Hyliion
- Type: Public
- Traded as: AMEX: HYLN
- Industry: Energy technology
- Founded: 2015; 11 years ago in Pittsburgh, Pennsylvania
- Founder: Thomas Healy
- Headquarters: Cedar Park, Texas, U.S.
- Key people: Thomas Healy (CEO) Jon Panzer (CFO) Josh Mook (CTO) Cheri Lantz (CSO)
- Products: KARNO Generator
- Revenue: US$3.48 million (2025)
- Net income: −US$57.2 million (2025)
- Website: hyliion.com

= Hyliion Holdings =

American energy technology company

Hyliion Holdings Corp. is an American manufacturer of modular power generators based in Cedar Park, Texas. It started as an electrified Class 8 powertrain systems manufacturer before shifting toward power generation following the acquisition of the KARNO generator from GE Aerospace.

== History ==
Hyliion was founded in 2015 by Thomas Healy in Pittsburgh, Pennsylvania, while studying mechanical engineering at Carnegie Mellon University. The company developed hybrid electric drivetrains for Class 8 trucks, including the Trailer Hybrid Electric (HE) system and the 6X4HE hybrid axle.

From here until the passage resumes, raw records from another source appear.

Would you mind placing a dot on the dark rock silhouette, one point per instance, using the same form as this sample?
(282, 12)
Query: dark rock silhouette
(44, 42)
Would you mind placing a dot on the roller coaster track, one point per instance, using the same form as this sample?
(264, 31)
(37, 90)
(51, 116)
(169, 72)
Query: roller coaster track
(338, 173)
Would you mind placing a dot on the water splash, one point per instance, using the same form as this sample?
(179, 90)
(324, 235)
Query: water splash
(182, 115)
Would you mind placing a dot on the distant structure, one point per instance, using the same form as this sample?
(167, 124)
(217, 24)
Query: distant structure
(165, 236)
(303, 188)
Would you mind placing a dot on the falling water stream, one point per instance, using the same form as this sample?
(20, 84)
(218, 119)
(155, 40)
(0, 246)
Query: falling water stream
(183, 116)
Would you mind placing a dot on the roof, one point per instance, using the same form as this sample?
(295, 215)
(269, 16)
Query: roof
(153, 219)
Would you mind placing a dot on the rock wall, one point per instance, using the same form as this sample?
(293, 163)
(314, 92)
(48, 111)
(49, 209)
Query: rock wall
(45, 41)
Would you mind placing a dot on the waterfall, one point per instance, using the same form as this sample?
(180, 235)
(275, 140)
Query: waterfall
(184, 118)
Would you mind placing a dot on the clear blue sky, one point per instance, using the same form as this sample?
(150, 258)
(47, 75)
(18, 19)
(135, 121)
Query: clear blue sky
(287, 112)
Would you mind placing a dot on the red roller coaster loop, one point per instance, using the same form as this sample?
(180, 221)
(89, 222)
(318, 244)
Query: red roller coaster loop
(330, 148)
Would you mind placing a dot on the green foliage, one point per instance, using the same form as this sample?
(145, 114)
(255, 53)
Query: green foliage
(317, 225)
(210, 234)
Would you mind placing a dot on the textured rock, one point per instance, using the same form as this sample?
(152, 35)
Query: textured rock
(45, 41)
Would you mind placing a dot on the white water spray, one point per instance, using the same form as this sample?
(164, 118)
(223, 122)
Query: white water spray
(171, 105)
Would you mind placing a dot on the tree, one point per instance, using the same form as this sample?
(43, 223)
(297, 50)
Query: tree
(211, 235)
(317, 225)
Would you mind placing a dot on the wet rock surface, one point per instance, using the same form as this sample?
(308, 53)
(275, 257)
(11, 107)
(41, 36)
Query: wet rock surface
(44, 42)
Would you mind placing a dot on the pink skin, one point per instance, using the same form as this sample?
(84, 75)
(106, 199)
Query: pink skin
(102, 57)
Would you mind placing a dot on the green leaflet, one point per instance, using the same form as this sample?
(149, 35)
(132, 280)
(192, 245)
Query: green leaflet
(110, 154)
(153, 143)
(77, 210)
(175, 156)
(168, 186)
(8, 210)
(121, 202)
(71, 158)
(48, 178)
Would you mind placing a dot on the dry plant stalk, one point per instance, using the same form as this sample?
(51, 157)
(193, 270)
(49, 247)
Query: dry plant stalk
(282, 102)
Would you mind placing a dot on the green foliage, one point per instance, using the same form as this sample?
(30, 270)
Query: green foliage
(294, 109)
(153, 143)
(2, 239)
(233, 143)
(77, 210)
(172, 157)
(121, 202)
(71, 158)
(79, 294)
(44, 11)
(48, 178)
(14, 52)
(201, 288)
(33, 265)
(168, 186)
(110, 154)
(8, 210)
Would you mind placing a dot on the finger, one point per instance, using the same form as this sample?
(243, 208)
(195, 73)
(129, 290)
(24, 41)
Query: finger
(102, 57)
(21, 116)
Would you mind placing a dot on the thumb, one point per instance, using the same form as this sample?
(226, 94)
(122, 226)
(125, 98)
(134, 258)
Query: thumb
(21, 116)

In 2018, Hyliion relocated to Cedar Park, Texas, following approval of an economic incentives package from the Cedar Park City Council. During this period, Hyliion acquired Gentherm's battery division.

In 2020, Hyliion merged with Tortoise Acquisition Corp., a special-purpose acquisition company (SPAC). At the time of the merger, the company was valued at US$1.6 billion. In October 2020, activist short-seller Bonitas Research published a critical report in which it disputed Hyliion's claim that its hybrid retrofit system delivered up to 30% fuel efficiency improvements and asserted that only a portion of the customers listed in Hyliion's investor presentations had actually purchased its Hybrid-X system.

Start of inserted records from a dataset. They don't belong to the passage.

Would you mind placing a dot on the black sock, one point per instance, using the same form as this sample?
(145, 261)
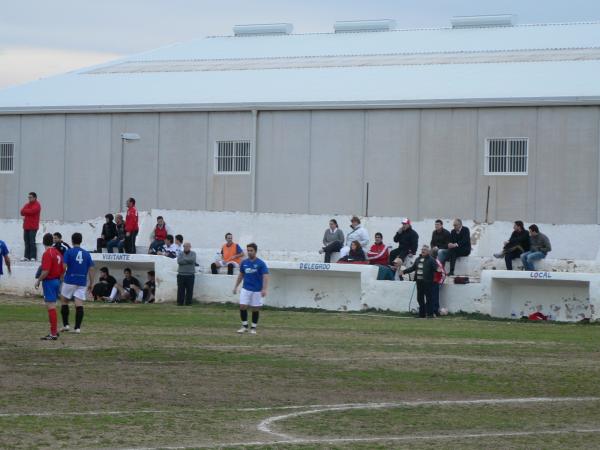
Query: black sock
(64, 312)
(78, 316)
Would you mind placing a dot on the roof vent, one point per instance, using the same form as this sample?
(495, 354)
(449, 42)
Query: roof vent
(500, 20)
(357, 26)
(264, 28)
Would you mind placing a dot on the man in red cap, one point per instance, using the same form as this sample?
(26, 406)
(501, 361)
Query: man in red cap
(408, 241)
(31, 223)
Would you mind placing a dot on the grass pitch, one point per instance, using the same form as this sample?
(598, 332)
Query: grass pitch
(160, 376)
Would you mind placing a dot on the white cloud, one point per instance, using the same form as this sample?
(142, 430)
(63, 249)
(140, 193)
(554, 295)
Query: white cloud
(22, 64)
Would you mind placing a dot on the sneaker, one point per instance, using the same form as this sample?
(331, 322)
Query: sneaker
(49, 338)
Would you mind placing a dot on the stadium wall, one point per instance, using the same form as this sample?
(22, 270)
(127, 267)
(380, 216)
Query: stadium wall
(418, 163)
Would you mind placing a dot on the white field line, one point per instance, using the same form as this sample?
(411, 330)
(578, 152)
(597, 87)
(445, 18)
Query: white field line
(308, 409)
(266, 424)
(376, 439)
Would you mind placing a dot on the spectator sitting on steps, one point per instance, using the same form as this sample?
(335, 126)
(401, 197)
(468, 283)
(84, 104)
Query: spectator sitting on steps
(158, 236)
(357, 233)
(440, 237)
(59, 244)
(459, 245)
(538, 249)
(105, 288)
(379, 253)
(231, 256)
(408, 241)
(355, 256)
(517, 243)
(131, 289)
(333, 240)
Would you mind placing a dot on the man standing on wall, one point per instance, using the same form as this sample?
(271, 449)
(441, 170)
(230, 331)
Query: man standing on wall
(255, 274)
(52, 270)
(131, 226)
(31, 223)
(186, 275)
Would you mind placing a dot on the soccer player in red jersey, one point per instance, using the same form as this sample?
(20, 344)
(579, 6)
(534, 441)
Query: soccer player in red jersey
(52, 271)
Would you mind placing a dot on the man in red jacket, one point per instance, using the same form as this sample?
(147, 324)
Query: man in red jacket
(131, 226)
(31, 223)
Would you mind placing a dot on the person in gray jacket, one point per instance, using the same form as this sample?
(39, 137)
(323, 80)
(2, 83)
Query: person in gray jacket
(539, 247)
(185, 275)
(333, 240)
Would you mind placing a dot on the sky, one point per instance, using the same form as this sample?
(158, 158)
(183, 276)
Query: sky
(40, 38)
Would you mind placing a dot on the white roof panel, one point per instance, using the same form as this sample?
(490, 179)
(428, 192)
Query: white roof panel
(524, 64)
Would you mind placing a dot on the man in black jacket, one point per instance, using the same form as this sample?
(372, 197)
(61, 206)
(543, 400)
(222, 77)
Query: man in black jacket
(408, 241)
(517, 243)
(440, 237)
(109, 232)
(459, 245)
(424, 268)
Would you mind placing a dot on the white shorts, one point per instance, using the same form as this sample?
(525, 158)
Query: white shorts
(69, 291)
(249, 298)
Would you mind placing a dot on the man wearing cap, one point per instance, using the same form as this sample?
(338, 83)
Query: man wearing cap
(408, 241)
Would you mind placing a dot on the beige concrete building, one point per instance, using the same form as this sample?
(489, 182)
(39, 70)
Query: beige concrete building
(418, 123)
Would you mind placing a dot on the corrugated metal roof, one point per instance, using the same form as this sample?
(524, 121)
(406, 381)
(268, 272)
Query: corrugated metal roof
(529, 64)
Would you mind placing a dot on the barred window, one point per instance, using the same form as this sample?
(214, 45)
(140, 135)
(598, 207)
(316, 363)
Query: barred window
(232, 157)
(7, 156)
(506, 156)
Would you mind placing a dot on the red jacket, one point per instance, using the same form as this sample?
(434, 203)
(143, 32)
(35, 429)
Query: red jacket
(131, 224)
(31, 215)
(378, 254)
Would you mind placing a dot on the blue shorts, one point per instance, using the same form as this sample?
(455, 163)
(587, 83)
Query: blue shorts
(51, 289)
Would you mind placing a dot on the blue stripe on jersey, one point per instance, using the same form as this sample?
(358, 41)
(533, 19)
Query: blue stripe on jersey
(78, 263)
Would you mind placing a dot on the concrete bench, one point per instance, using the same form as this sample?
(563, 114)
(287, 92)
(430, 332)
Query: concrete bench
(563, 296)
(165, 270)
(300, 285)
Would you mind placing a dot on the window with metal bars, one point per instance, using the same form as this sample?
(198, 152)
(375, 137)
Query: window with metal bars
(232, 157)
(506, 156)
(7, 157)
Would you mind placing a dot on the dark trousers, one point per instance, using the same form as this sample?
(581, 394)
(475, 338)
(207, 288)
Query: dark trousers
(30, 248)
(509, 256)
(424, 298)
(130, 242)
(215, 269)
(331, 248)
(100, 244)
(435, 299)
(185, 289)
(401, 253)
(452, 254)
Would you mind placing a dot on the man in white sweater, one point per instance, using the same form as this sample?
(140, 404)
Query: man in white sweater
(357, 233)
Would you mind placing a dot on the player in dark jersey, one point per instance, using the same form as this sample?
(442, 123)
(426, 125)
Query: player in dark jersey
(79, 274)
(52, 270)
(255, 274)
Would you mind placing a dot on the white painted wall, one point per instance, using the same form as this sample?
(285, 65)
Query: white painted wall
(291, 238)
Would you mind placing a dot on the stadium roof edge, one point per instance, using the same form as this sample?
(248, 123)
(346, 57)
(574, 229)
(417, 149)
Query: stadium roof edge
(276, 106)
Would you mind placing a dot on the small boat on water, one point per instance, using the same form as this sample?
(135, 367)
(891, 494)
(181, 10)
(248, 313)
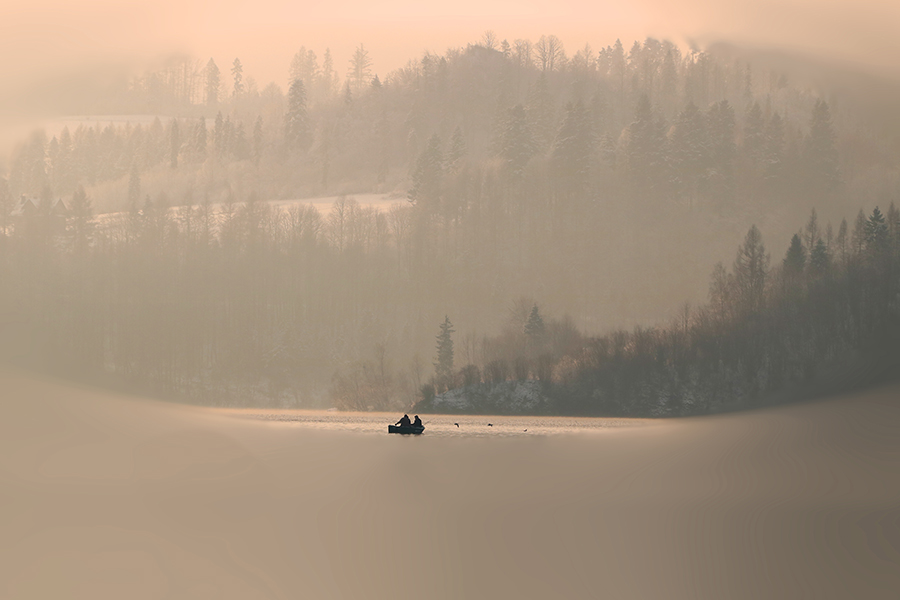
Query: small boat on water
(406, 429)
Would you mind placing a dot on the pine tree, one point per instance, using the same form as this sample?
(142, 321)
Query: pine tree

In August 2022, Hyliion acquired KARNO generator technology from GE Additive for $37 million.

In November 2023, Hyliion shifted its focus to the KARNO generator. As part of this transition, Hyliion discontinued its powertrain business and reduced its workforce by two-thirds.

In January 2025, Hyliion installed an M Line additive manufacturing system in the United States from Colibrium Additive for production support.

== KARNO generator technology ==
The KARNO generator, developed by GE, is a fuel-agnostic linear generator. It operates on natural gas, hydrogen, propane, diesel, ammonia, and methane without mechanical modification. The KARNO system produces power through a flameless, low-temperature oxidation process.

The generator uses synchronized linear motion to drive a thermodynamic cycle within a hermetically sealed system.